Как я уже сказала, я рада, что вернулась. Но, кроме подруг, я не желаю ни с кем видеться и ни с кем говорить. Байрон — не исключение. Он звонит, я не перезваниваю. Я знаю, что он собирается сказать, а мне как-то не хочется, чтобы на меня кричали, что я убежала от Сигги. Мне этого не вынести. Я еще не оправилась от Ужасного Шотландца.
Да, я все еще от него лечусь. Я подолгу валяюсь в постели, и слои фланели заглушают резкие вспышки гнева, сбивчивые откровения и — вот что больнее всего! — тихие слезы среди ночи. Наконец подруги силком вытаскивают меня из постели и заставляют учиться. Хотя поначалу и с неохотой, я начинаю учебу на втором курсе. Демонстрация по защите прав женщин, пострадавших от насилия? Я там. Организационный комитет проведения Дня экологии? Я в списке. Пикники, футбольные матчи и вечеринки на Хэллоуин?
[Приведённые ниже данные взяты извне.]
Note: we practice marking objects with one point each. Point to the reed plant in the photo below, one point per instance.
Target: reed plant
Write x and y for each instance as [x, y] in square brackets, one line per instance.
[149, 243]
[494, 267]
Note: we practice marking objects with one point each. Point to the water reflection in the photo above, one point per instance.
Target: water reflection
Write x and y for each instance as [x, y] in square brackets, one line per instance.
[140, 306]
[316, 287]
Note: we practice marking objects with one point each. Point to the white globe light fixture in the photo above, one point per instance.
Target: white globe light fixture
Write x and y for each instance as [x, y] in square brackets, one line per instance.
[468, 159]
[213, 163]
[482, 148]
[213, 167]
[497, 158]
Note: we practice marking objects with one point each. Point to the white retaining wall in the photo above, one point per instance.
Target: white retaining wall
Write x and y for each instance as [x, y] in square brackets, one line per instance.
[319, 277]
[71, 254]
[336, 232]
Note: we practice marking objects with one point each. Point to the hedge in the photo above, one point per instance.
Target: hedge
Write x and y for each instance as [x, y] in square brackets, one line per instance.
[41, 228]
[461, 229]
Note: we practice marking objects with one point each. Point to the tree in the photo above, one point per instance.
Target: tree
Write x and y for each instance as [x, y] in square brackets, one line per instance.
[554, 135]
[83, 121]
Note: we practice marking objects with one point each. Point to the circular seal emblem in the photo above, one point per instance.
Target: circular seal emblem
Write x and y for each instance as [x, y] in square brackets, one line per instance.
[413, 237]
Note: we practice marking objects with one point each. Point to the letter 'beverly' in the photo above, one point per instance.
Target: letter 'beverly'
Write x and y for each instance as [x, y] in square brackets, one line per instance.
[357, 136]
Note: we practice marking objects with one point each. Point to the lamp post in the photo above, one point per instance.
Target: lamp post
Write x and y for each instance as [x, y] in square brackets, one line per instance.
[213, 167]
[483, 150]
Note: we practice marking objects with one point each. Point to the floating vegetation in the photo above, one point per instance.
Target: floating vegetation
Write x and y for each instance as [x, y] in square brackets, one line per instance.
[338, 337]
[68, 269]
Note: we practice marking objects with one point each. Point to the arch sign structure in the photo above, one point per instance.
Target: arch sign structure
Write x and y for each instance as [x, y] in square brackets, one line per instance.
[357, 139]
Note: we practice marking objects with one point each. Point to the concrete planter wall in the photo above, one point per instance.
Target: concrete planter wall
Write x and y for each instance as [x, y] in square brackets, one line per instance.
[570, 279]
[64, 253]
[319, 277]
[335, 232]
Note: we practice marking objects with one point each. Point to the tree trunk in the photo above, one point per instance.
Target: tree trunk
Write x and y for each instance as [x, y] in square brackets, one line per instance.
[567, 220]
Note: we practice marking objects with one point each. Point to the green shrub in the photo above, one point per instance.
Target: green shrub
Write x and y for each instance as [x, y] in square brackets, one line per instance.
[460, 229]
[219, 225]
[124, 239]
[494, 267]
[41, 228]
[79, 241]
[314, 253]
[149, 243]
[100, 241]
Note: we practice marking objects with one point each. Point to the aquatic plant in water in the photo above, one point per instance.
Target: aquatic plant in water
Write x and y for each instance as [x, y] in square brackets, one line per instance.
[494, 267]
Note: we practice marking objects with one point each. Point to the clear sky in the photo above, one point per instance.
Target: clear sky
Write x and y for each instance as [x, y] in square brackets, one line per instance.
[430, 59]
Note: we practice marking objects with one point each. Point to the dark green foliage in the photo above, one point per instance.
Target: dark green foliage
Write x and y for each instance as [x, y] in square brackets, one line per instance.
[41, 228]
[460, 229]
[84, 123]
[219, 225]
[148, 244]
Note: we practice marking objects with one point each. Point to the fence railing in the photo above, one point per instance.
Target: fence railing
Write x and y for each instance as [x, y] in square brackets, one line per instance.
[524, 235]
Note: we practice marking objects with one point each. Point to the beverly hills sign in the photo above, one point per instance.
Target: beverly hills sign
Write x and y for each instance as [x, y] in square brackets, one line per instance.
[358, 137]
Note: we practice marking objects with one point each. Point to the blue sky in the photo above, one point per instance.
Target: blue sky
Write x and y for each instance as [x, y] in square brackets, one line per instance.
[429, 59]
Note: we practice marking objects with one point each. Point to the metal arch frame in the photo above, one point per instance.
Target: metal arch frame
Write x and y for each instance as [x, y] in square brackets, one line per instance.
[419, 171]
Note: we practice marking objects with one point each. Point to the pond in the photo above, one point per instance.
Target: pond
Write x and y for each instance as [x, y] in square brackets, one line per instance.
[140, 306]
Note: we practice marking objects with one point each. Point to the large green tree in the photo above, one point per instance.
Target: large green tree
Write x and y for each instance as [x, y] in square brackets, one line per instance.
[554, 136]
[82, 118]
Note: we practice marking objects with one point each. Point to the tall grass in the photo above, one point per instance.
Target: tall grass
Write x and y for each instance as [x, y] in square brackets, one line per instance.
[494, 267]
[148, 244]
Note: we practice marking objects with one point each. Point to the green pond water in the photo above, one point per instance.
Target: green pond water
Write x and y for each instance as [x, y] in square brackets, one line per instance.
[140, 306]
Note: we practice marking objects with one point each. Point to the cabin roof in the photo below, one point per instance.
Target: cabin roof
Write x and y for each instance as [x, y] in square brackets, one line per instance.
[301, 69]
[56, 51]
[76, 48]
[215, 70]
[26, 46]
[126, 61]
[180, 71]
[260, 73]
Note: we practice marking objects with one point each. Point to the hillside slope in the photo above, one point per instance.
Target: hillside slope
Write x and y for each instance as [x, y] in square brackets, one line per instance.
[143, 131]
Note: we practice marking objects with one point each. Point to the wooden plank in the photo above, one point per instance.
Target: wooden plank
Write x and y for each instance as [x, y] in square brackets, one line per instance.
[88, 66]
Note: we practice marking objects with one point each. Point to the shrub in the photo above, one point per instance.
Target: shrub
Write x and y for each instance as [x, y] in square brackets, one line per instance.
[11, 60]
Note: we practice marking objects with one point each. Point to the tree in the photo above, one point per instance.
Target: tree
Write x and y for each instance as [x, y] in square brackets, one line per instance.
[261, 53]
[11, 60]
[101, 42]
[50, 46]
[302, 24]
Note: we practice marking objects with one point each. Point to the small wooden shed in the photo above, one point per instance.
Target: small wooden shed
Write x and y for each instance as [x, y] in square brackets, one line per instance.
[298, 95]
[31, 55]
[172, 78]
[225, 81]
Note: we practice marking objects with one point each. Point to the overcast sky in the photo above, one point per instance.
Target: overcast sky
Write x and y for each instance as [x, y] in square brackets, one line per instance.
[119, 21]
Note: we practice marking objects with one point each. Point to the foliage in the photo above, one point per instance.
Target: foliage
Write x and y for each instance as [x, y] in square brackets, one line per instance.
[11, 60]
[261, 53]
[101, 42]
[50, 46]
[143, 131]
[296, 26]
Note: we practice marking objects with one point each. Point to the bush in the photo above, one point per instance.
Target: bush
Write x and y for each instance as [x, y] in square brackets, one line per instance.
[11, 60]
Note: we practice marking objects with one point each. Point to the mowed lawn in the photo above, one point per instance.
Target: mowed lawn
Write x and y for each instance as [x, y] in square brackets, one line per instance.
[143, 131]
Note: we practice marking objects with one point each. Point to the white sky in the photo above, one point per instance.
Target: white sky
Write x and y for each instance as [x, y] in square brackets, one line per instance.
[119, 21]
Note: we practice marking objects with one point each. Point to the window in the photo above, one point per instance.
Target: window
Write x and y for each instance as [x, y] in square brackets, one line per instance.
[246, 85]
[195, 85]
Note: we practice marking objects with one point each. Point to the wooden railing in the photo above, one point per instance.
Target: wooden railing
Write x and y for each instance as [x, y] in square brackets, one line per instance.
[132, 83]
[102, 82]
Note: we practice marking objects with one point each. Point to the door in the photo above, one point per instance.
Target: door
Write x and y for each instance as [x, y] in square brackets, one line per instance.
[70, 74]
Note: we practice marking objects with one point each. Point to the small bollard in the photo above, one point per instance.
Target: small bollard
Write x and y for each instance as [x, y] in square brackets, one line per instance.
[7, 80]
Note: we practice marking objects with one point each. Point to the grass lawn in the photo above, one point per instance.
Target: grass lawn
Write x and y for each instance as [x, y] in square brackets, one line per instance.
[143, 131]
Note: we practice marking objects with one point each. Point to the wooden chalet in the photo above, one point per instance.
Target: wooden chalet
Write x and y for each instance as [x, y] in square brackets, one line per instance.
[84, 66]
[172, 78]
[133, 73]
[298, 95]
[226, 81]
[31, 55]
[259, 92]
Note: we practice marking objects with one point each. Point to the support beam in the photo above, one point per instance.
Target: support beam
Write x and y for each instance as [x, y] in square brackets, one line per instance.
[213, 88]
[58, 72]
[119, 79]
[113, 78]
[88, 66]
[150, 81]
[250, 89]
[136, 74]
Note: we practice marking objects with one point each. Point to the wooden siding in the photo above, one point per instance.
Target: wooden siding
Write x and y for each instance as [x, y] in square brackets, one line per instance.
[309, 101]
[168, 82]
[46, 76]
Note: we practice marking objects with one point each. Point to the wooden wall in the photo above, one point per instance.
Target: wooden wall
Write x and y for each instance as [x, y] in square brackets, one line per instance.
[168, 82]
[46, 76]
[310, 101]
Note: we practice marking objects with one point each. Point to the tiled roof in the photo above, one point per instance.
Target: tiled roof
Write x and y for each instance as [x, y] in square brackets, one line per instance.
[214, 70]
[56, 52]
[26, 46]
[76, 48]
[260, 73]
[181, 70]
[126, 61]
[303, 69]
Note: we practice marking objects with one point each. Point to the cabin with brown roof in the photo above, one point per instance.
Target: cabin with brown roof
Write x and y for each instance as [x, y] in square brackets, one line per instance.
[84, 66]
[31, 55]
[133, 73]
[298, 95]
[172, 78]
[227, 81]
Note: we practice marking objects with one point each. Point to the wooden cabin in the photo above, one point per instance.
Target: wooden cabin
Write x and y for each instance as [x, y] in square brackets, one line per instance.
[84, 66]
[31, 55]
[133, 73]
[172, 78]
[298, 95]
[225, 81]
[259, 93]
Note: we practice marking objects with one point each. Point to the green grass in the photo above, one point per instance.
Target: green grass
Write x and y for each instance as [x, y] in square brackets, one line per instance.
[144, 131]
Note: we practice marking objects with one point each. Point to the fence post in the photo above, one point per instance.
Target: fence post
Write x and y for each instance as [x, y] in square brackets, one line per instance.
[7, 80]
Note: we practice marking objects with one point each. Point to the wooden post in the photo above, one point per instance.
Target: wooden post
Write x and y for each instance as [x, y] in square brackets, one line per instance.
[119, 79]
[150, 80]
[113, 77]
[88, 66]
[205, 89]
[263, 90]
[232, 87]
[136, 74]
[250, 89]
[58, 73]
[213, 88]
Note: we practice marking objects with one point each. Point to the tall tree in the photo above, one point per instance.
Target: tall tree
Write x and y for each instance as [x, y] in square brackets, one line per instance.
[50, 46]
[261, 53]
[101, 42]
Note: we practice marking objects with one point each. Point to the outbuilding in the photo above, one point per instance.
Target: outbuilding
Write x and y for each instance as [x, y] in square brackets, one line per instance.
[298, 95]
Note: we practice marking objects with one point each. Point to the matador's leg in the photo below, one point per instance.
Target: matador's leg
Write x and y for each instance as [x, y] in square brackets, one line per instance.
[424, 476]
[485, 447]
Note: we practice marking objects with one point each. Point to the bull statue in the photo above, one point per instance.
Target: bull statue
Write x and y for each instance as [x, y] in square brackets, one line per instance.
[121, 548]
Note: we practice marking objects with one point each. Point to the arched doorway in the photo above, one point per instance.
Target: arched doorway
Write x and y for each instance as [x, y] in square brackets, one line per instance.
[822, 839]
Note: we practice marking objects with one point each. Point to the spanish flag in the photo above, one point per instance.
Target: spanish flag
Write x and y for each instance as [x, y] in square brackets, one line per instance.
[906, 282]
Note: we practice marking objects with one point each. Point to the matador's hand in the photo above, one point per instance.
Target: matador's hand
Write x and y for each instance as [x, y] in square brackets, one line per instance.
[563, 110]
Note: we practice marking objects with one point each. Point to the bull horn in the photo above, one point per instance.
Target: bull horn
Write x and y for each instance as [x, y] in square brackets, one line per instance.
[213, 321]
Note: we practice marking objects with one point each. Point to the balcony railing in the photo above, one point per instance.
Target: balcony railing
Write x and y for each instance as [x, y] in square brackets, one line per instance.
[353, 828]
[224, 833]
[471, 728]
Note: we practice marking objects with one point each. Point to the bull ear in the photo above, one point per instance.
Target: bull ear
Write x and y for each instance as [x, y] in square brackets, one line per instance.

Скажите, во сколько! Мне уже лучше: я давно не была такой счастливой и спокойной.
Если не считать одного: денег. Мне нужны деньги.
В то лето, когда я работала моделью в Чикаго, я получила достаточно, чтобы покрыть учебу и счета по кредиткам, и даже немного отложила. Этот запас уже растворился: в Лондоне я заработала гораздо меньше, да и закончилось все раньше. Я обеспечила себе учебу на весь год, но и все на этом. Поэтому в начале ноября, когда зазвонил телефон, я навострила уши.
— Байрон хочет, чтобы ты пришла, — говорит мне Джастина. — Хочет тебе что-то показать.